Sunday, March 4, 2012

Response to Ettelbrick


The Ettelbrick article and the same sex marriage FAQs offered differing opinions on the issue of same sex marriages.  The FAQs were mostly written in the typical same sex rhetoric that crops up in the news or media, and was not very new to me.  While reading through it, it is easy to understand why those who have same sex partners are upset about the lack of equality surrounding marriage.  There are far more rights not afforded to those in same sex partnerships than those who live in the typical heterosexual marriage.  Regarding the differences between a civil union and a marriage, the article was very clear that there really is no way that they are comparable.  The FAQs point to more than 1000 federal benefits and protections offered to those in a legal marriage that makes it outstandingly obvious that a civil union is not enough.  However, I was very surprised by Ettelbrick’s article, although I can understand her point.  She argues that even if the laws regarding same sex marriage were changed overnight, it wouldn’t drastically help out those who are pursuing equal rights.  Her thought is that if gay and lesbian partners are granted legal marriage, then they will lose momentum and their fight for rights will have been in vain.  Ettelbrick is vehemently against assimilation into the culture of those in heterosexual partnerships.  She believes there is a “gay identity and culture” that would be violated and destroyed upon the change allowing same sex marriage (Ettelbrick, 306).
            While I understand where Ettelbrick is coming from, I don’t think that her argument is right.  She recognizes that there are certain gains that would come from the recognition of same sex marriages, but she doesn’t think that they are worth the change due to the detriment it will do to the same sex movement.  In my opinion, the change to allowing same sex marriage would act as a stepping stone to greater rights, not the end of the movement, as she claims.  Ettelbrick also believes that the system needs to change, to not make marriage so powerful in the wording of laws, the granting of insurance, or any other distinction based on legal partnerships.  In her mind, the real issue is that marriage has too much influence on society.  She believes that acceptance of same sex couples will never be complete until they can change society so that the traditional sense of marriage is no longer.  I disagree with Ettelbrick on this point.  I think it is important to have marriage be a powerful institution in our country.  It provides stability, which is extremely beneficial to the raising of children, while also helping preserve the familial unit, which I view as important.  I think she should consider the ability for same sex marriages to occur as a first step on a path to more rights, rather than a pothole on that same path.  While I don’t know for sure, I would have to think that she must be in the minority with her viewpoint.

1 comment:

  1. I agree with Stuart that Ettelbrick fails to see some of values same sex marriages could offer to couples.

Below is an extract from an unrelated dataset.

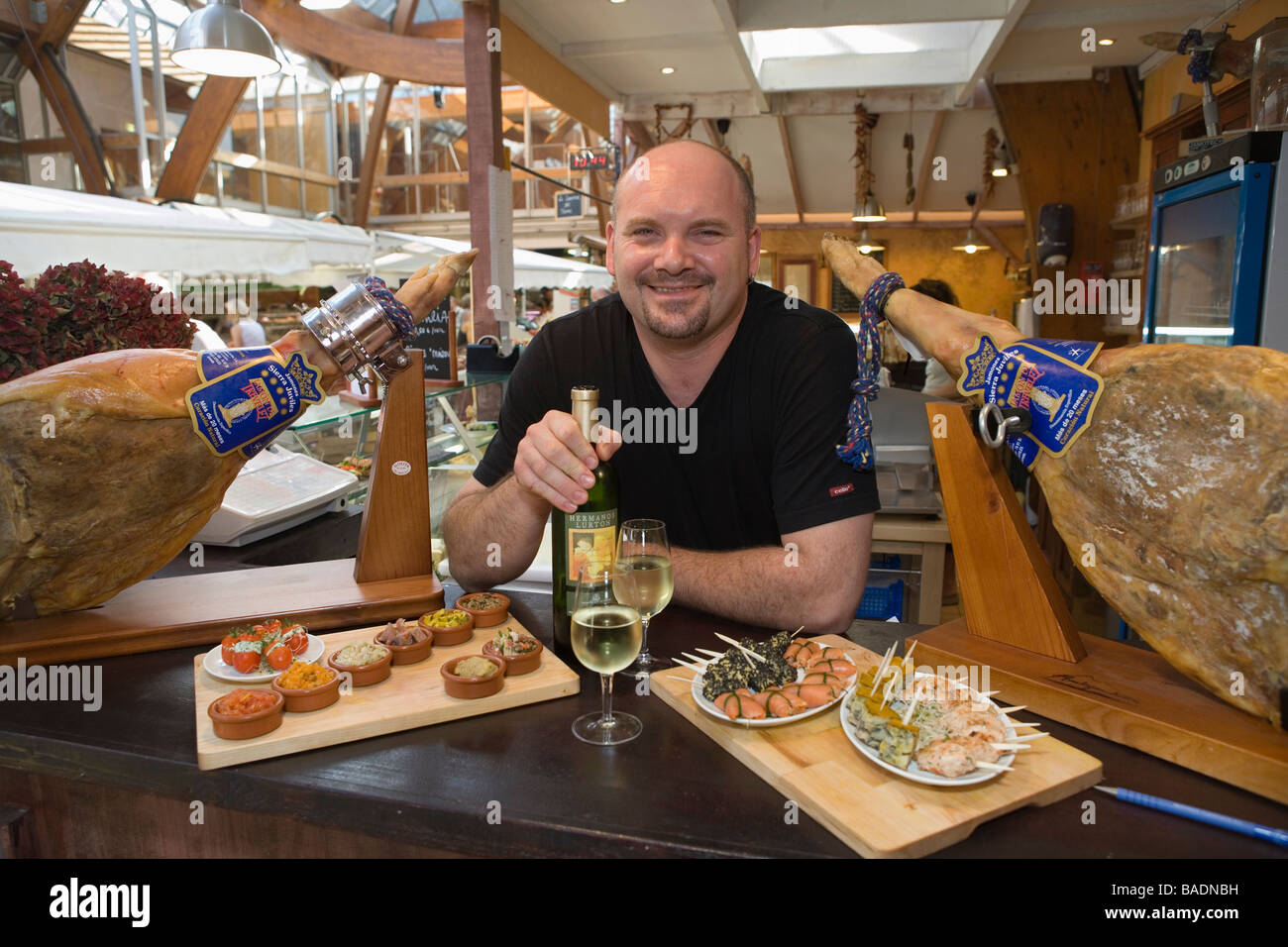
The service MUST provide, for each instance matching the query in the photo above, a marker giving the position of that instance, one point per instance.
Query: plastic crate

However, I do believe that there are certain institutional structures around marriage that will always be patriarchal, thus undermining the power of same sex marriages. I believe that this is why Ettelbrick sees marriage as an inherent problem to liberation and possibly the reason we cannot solely look to marriage to answer problems surrounding gay and lesbian communities. Ettelbrick is a bit extreme when it comes to discussing the values of marriage, but she does make a good argument as to why we need to think more broadly about how our society can move forward towards a path of liberation.